Notas sobre um cenário trágico: pandemia, capitalismo e saúde mental da população LGBT brasileira

Coletivo LGBT Comunista SP

Após um ano de pandemia, a realidade fria dos números nos mostra que andamos para trás. Não conseguimos controlar a pandemia nem garantir condições mínimas para a vida da população trabalhadora. Para piorar, houve aumento da concentração de renda e da quantidade de pessoas que vivem na miséria. Condições que refletem diretamente na saúde da população trabalhadora.
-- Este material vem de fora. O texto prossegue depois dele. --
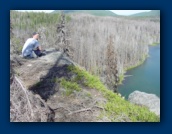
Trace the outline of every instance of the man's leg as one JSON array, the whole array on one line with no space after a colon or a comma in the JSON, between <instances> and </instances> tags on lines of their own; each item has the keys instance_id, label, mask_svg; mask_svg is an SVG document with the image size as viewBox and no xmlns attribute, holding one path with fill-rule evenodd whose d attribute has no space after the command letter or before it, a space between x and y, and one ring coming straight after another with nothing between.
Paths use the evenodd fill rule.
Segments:
<instances>
[{"instance_id":1,"label":"man's leg","mask_svg":"<svg viewBox=\"0 0 172 134\"><path fill-rule=\"evenodd\" d=\"M43 55L46 55L45 53L42 53L40 50L34 50L34 53L38 56L41 57Z\"/></svg>"}]
</instances>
Se entendermos que saúde significa estar vivo e em condição de realizarmos não apenas nosso trabalho, mas também nossos hobbies, nossos sonhos e desejos e tudo o que a humanidade já estabeleceu como possibilidade, torna-se muito claro que saúde não é apenas o bem estar físico e psicológico da pessoa, mas está relacionada com a forma como a pessoa consegue viver sua vida, quanto tempo trabalha por dia, quanto recebe em troca pela venda de sua força de trabalho, quanto tempo de lazer dispõe, quais habilidades consegue desenvolver, qual o acesso que a pessoa tem a tudo que a humanidade já produziu e acumulou de conhecimento. [1] O que queremos dizer é que a saúde, a possibilidade de viver por todo o tempo e na qualidade que caracteriza o gênero humano, depende do acesso ao produto da sociedade e esse acesso se dá para cada grupo de diferentes formas, na dependência de como se organiza a vida em cada sociedade.
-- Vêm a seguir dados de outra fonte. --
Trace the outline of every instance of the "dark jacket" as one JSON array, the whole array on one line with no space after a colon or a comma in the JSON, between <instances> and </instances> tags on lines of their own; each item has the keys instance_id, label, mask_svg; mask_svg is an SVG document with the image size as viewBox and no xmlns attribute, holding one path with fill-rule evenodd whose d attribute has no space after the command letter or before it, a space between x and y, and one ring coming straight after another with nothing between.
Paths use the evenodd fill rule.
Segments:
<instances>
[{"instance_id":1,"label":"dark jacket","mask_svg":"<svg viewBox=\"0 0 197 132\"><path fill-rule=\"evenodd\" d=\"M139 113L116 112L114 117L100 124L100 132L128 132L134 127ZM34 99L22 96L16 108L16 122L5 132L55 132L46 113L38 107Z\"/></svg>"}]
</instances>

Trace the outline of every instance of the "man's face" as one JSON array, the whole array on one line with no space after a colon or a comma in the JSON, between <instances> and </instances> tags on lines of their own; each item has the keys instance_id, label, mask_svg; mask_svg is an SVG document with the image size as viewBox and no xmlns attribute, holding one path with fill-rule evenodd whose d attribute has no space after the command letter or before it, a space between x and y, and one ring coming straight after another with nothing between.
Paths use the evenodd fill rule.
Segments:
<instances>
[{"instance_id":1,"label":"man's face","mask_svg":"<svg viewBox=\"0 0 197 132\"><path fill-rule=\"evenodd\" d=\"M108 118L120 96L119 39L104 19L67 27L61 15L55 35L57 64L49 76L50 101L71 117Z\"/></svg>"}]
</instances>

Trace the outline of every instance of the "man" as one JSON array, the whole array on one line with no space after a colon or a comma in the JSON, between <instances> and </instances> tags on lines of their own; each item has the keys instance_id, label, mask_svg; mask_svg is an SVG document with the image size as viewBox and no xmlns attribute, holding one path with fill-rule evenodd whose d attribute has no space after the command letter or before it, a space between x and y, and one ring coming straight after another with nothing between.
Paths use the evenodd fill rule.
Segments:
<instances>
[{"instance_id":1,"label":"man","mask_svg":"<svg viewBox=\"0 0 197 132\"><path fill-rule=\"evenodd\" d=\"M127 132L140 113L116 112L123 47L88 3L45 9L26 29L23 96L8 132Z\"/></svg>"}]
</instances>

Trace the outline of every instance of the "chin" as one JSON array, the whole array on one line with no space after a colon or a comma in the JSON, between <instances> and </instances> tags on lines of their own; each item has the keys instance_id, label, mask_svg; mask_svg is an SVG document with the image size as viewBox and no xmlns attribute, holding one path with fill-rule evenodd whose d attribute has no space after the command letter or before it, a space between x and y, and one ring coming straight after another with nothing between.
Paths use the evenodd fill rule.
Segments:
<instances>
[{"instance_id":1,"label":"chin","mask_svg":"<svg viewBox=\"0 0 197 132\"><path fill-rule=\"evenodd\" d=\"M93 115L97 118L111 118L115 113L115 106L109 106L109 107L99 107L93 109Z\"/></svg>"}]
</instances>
A pesquisa “Diagnóstico LGBT+ na pandemia”, co-organizada pelo #VoteLGBT em parceria com Box1824 [2], mostra que 28% da população LGBT já foi diagnosticada com depressão, sendo que desta, 47% das pessoas foram classificadas com o risco de depressão mais severa. A comparação com a população geral brasileira, na qual 5,8% são diagnosticados com depressão [3], revela que mesmo antes da pandemia uma série de fatores como a não aceitação por familiares e amigos próximos, preconceito e dificuldade de inserção no mercado formal de trabalho provocam efeitos negativos na saúde mental desta população.

Com a pandemia, 42,72% das LGBTs relataram o aumento de problemas e dificuldades relacionadas à saúde mental. Procuramos compreender neste texto quais são os fatores que contribuem para esta estatística.
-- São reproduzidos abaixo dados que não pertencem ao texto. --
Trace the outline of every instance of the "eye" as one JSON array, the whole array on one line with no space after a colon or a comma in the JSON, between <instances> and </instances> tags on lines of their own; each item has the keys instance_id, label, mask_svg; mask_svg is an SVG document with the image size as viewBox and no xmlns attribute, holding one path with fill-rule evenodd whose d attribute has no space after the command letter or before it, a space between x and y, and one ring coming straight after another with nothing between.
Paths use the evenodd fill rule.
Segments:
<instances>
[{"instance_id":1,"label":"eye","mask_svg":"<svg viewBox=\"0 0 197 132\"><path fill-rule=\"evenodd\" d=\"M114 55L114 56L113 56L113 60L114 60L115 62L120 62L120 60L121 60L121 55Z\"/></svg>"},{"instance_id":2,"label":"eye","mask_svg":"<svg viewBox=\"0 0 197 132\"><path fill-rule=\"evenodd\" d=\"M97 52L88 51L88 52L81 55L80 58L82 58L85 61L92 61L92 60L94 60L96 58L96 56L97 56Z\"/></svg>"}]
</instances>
Em um contexto onde 40% da população LGBT em geral, e 53,35% da população trans em específico, não consegue sobreviver sem renda por um período superior a um mês, a exclusão do mercado de trabalho, o desmonte dos direito trabalhistas e a ausência da individualização das políticas públicas voltadas ao auxílio às necessidades básica, ou seja, a não compreensão das especificidades de cada grupo da população brasileira, se configura como relevante fator de impacto direto na saúde mental.

Simultaneamente, o afastamento das redes de apoio se configura também como um fator prejudicial central. Ainda segundo o “Diagnóstico LGBT+ na pandemia”, 16,58% das LGBTs está sob novas regras de convívio social, 11,74% declara estar na solidão e 10,91% está no convívio familiar. Apesar da rejeição familiar e social serem questões marcantes entre as pessoas dessa população, a necessidade de isolamento associada à falta de renda em muitos casos leva à convivência forçada em dinâmicas familiares marcadas pelo preconceito.

Distante de pura incompetência ou negligência, a análise das ações do Governo Federal diante da pandemia revela uma “estratégia institucional de propagação do coronavírus” [4]. Através do estudo e sistematização dos atos normativos da união, das propagandas contra a saúde pública e dos atos de obstrução às respostas dos governos estaduais e municipais à pandemia, a pesquisa “Direitos na Pandemia – Mapeamento e Análise das Normas Jurídicas de Resposta à Covid-19 no Brasil” [5] traça um panorama sobre a violação do direito à vida e à saúde na administração da pandemia pelo Governo Bolsonaro. No que tange à população LGBT e outros grupos sociais minoritários, historicamente negligenciados pelas políticas públicas, a intencionalidade na marginalização e a perseguição institucional se torna ainda mais clara.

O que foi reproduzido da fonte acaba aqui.